Fighting fit

A small UK electronics company is to supply the US Army with miniature bio-sensor technology that monitors soldiers’ health in the battlefield.

A small Cambridge, UK electronics company is claiming a major coup after signing a deal to supply the US Army with miniature bio-sensor technology that monitors soldiers’ health in the battlefield.

The Equivital Life Monitor (ELM) is a chest-mounted system that uses an array of sensors to assess a soldier’s physiological status.

It was developed by electronics design specialist Hidalgo, which adapted its existing bio-monitoring technology to meet parameters set by the US military.

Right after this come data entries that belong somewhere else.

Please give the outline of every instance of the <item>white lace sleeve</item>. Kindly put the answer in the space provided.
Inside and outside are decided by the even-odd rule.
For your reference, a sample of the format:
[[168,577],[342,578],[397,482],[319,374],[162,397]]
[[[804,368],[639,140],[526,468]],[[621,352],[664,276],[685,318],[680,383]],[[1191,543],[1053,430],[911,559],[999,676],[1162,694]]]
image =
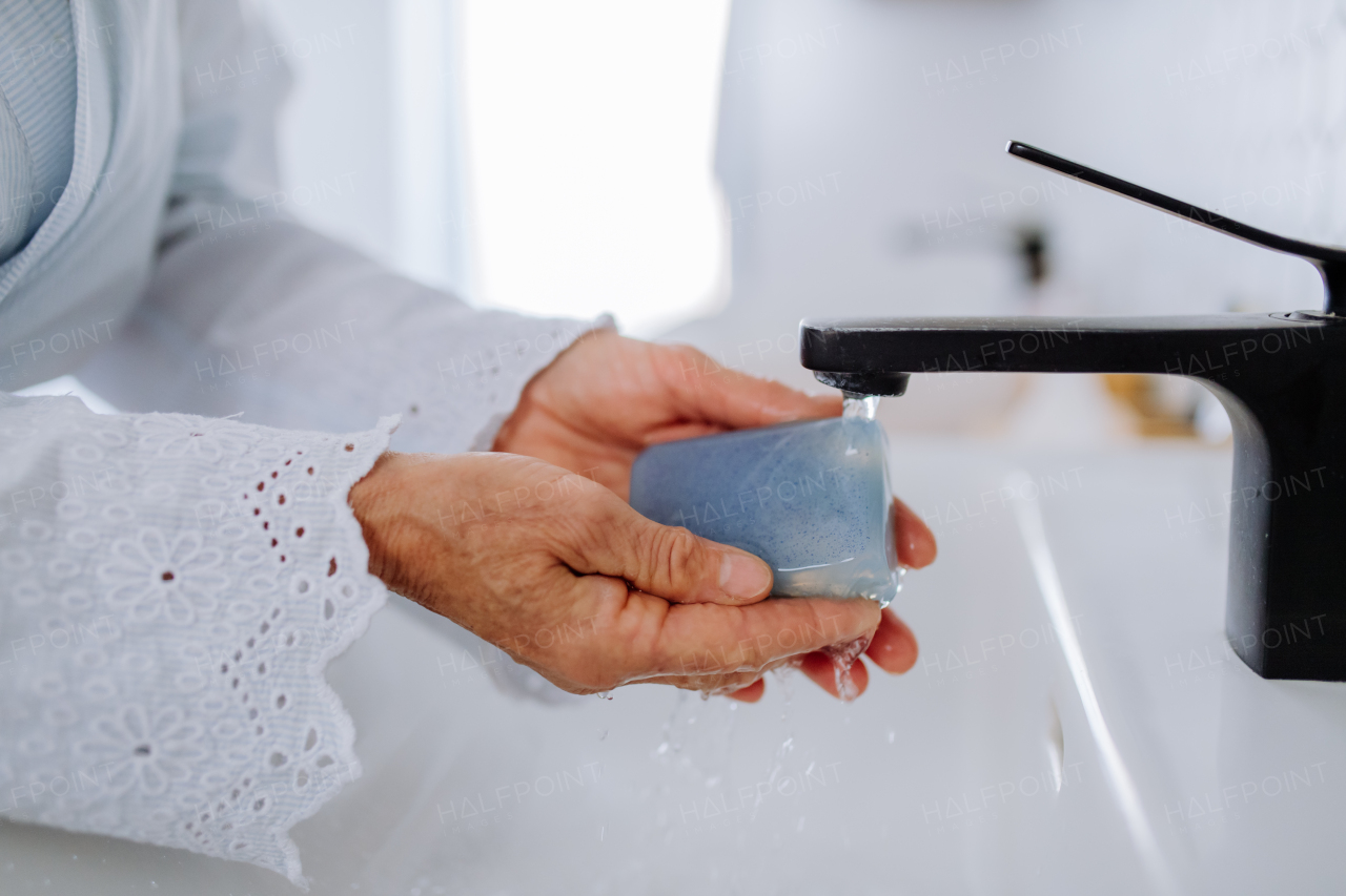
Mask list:
[[394,425],[0,393],[0,818],[304,885],[288,830],[359,774],[322,673],[386,596],[346,496]]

The company’s managing director Justin Pisani claimed the ELM is the first physiological monitoring system that is practical for use by soldiers in the field.

The credit card-sized unit monitors the wearer’s heart rate, skin temperature and a range of other health indicators. A motion sensor classifies the wearer’s rate of movement as stationary, low or high, while a body position sensor decides whether soldiers are upright, laying flat or hanging upside down.

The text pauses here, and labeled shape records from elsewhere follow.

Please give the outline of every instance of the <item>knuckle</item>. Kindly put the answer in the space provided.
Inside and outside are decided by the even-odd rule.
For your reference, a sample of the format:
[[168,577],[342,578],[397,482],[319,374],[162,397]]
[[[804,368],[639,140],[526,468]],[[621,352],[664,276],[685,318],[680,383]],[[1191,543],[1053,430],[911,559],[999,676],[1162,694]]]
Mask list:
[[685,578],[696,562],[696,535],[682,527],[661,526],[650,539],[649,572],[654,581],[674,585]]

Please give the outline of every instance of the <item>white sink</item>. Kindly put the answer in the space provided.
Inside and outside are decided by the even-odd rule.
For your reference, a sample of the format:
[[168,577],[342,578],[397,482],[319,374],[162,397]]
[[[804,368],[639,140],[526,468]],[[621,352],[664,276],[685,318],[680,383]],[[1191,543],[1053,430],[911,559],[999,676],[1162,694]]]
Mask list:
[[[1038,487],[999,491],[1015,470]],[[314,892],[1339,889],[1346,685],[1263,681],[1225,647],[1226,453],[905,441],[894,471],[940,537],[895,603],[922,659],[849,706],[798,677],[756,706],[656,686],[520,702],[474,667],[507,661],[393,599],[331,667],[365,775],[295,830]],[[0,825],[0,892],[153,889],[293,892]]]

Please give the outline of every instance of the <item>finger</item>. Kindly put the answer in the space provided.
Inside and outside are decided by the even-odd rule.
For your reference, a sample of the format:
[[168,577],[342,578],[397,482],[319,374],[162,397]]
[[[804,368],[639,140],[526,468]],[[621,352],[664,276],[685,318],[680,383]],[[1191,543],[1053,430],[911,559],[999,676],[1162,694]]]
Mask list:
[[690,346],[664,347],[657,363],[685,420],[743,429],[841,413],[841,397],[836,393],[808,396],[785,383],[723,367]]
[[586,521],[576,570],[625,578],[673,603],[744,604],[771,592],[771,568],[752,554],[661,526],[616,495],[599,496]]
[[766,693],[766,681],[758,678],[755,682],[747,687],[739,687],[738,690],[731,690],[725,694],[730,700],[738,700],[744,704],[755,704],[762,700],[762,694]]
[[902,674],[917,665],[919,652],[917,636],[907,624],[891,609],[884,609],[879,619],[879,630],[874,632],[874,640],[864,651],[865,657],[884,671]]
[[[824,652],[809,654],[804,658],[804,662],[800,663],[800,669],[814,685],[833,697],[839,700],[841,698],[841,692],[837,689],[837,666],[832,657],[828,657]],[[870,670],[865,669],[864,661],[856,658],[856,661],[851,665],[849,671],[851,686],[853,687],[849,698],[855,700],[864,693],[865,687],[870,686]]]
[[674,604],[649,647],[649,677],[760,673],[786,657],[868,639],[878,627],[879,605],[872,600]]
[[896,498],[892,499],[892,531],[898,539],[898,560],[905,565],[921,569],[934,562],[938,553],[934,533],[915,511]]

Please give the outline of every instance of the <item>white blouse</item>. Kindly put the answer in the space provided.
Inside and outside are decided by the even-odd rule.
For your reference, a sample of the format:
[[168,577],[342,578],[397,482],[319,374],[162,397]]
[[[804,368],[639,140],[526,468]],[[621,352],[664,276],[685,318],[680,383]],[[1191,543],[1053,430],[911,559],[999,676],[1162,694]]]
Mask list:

According to Pisani, the challenge was miniaturising the electronics to make the system small and light enough for soldiers to wear. Previous adapted medical monitors have weighed as much as 5kg which proved impractical for battlefield use, he claimed. The ELM weighs 75g.

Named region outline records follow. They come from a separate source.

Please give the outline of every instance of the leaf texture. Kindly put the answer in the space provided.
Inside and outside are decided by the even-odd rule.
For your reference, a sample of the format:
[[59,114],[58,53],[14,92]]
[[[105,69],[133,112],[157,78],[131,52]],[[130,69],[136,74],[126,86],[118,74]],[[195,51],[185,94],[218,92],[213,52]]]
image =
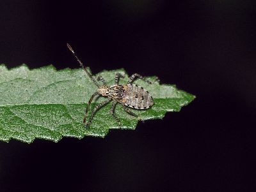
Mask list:
[[[95,76],[102,76],[110,85],[114,84],[116,72],[125,73],[120,84],[126,84],[129,77],[123,69],[103,71]],[[147,90],[154,101],[149,109],[131,109],[142,121],[163,118],[166,112],[179,112],[195,98],[175,85],[159,84],[156,77],[147,79],[154,83],[134,82]],[[104,137],[109,129],[118,128],[109,112],[111,103],[96,113],[90,126],[83,124],[86,103],[97,88],[81,69],[56,71],[49,66],[29,70],[23,64],[8,70],[0,65],[0,140],[13,138],[31,143],[36,138],[58,142],[63,137]],[[90,108],[104,100],[100,97],[93,101]],[[137,118],[127,114],[121,105],[116,105],[116,114],[122,128],[135,129]]]

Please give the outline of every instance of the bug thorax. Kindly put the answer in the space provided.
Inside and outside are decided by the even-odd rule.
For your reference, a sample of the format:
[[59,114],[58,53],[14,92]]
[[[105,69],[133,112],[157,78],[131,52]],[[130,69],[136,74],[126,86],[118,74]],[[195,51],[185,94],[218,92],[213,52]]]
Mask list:
[[109,94],[109,87],[106,85],[100,86],[97,92],[101,94],[102,96],[108,96]]

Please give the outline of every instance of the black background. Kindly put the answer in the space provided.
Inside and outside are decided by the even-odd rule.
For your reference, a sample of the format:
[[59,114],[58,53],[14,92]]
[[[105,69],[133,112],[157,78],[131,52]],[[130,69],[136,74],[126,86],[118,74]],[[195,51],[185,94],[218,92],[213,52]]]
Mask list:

‘The difference between this and traditional monitoring is that usually a clinician looks at data and analyses it,’ said Pisani. ‘But because of the limits of battlefield communications we use integrated analysis electronics to simply send a signal back to say “I’m okay”.’

ELM uses custom-developed algorithms to process the data from the sensors to form a ‘Physiological Welfare Index.’ This data is transmitted to the control centre as one of three classifications from red, meaning the wearer is at high risk, through to green, which indicates their physiology is normal. Amber prompts medical staff at the control centre to call up the soldier’s parameters by requesting the unit operate in full-disclosure mode.

Pisani said: ‘Being able to dramatically cut the information sent back from a wearer to a simple indication of welfare makes it possible to monitor a number of people over a wide area.’

Hidalgo has also designed a version of ELM that communicates via the emergency services’ TETRA radio network, and an even smaller version called Equivital Light, which is designed for use by lone workers such as social workers and nurses.